Ação questiona vínculo de contracheques de juízes do ES com os dos ministros do STF

Confederação dos Servidores Públicos do Brasil ajuizou no Supremo pedido liminar contra dispositivos de lei complementar que ligam subsídios dos magistrados estaduais com os dos integrantes da mais alta Corte do país

Luiz Vassallo e Julia Affonso

08 Agosto 2017 | 15h59

Foto: Carlos Moura/SCO/STF

A Confederação dos Servidores Públicos do Brasil (CSPB) ajuizou no Supremo Tribunal Federal a Ação Direta de Inconstitucionalidade (ADI) 5750, com pedido de liminar, contra dispositivos da Lei Complementar Estadual (LCE) 234/2002, do Espírito Santo, que vinculam os subsídios dos magistrados estaduais aos dos ministros do Supremo e preveem o pagamento de outras vantagens aos juízes.

As informações foram divulgadas no site do Supremo.

Os artigos da lei estadual, com as alterações promovidas pelas LCs 249/2002 e 788/2014, determinam que o subsídio mensal dos desembargadores corresponderá a 90,25% do subsídio mensal dos ministros do STF e escalonam a remuneração dos demais juízes estaduais, além de conceder benefícios, gratificações e vantagens.

Segundo a Confederação dos Servidores, ‘essa vinculação é vedada pela Constituição Federal (artigo 317, inciso XIII) e ofende o princípio do subsídio, uma vez que cria verbas que remuneram indiretamente o específico exercício da função judiciária’.

“A legislação estadual cria um verdadeiro Estatuto da Magistratura Estadual ao conceder direitos pecuniários aos componentes daquela carreira”, sustenta a entidade.

A confederação argumenta que a magistratura é regulamentada pela Lei Orgânica da Magistratura Nacional (Loman – LC 35/79), que tem iniciativa reservada ao Supremo, de acordo com o artigo 93, caput, da Constituição Federal.

“Ao inovar no regime de vantagens, benefícios e gratificações dos juízes, a lei estadual ofende a reserva legislativa exclusiva do Supremo”, afirma.

Além disso, sustenta que enquanto os ministros do Supremo e toda a magistratura federal estão submetidos ao orçamento da União Federal, os juízes estaduais estão sujeitos ao orçamento de seus respectivos estados.

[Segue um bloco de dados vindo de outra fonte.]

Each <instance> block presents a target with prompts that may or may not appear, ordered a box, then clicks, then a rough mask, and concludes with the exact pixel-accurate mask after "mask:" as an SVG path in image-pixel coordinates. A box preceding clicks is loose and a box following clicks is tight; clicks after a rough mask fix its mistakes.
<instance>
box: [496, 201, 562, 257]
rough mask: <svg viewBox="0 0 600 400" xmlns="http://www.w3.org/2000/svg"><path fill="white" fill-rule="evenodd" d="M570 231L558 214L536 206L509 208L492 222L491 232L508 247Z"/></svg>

“Portanto, é frontalmente inconstitucional a vinculação de remuneração entre cargos compatíveis de entes distintos”, disse.

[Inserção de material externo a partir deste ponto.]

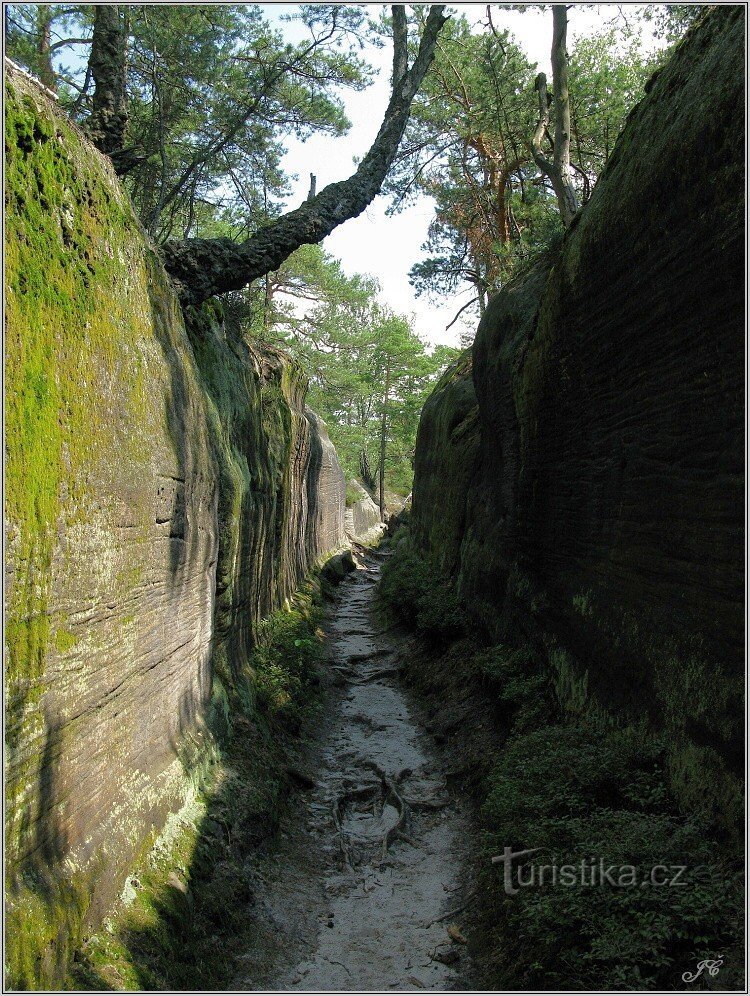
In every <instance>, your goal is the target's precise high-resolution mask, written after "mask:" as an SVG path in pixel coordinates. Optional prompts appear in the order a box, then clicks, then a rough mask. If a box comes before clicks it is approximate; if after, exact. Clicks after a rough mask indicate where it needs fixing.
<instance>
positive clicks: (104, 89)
mask: <svg viewBox="0 0 750 996" xmlns="http://www.w3.org/2000/svg"><path fill="white" fill-rule="evenodd" d="M126 58H127V30H126V26H125V19H124V17H123V14H122V11H121V10H120V5H119V4H98V5H97V7H96V8H95V13H94V35H93V39H92V43H91V58H90V60H89V66H90V68H91V75H92V76H93V78H94V87H95V89H94V97H93V101H92V112H91V117H90V118H89V120H88V123H87V130H88V132H89V134H90V136H91V139H92V141H93V143H94V145H96V147H97V148H98V149H99V150H100V151H101V152H104V153H105V154H106V155H108V156H110V157H111V158H112V162H113V163H114V166H115V169H117V166H118V158H119V157H120V156H121V154H122V152H123V149H124V144H125V128H126V126H127V123H128V109H127V99H126V93H125V78H126Z"/></svg>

A entidade pede que seja declarada a inconstitucionalidade dos artigos 125, 127 e 128 da LC 234/2002, do Estado do Espírito Santo, com as alterações promovidas pela LCs estaduais 249/2002 e 788/2014.

A relatora do processo, ministra Rosa Weber, verificou que a matéria ‘apresenta relevância e especial significado para a ordem social e a segurança jurídica’. Ela aplicou ao caso o rito abreviado previsto no artigo 12 da Lei 9.868/1999, para que seja analisada pelo Plenário do STF em caráter definitivo, sem prévia análise do pedido de liminar.

Rosa requisitou informações ao governador e à Assembleia Legislativa do estado, a serem prestadas no prazo de dez dias.

Após esse período, a ministra determinou que se dê vista dos autos à Advocacia Geral da União e à Procuradoria Geral da República, sucessivamente, no prazo de cinco dias.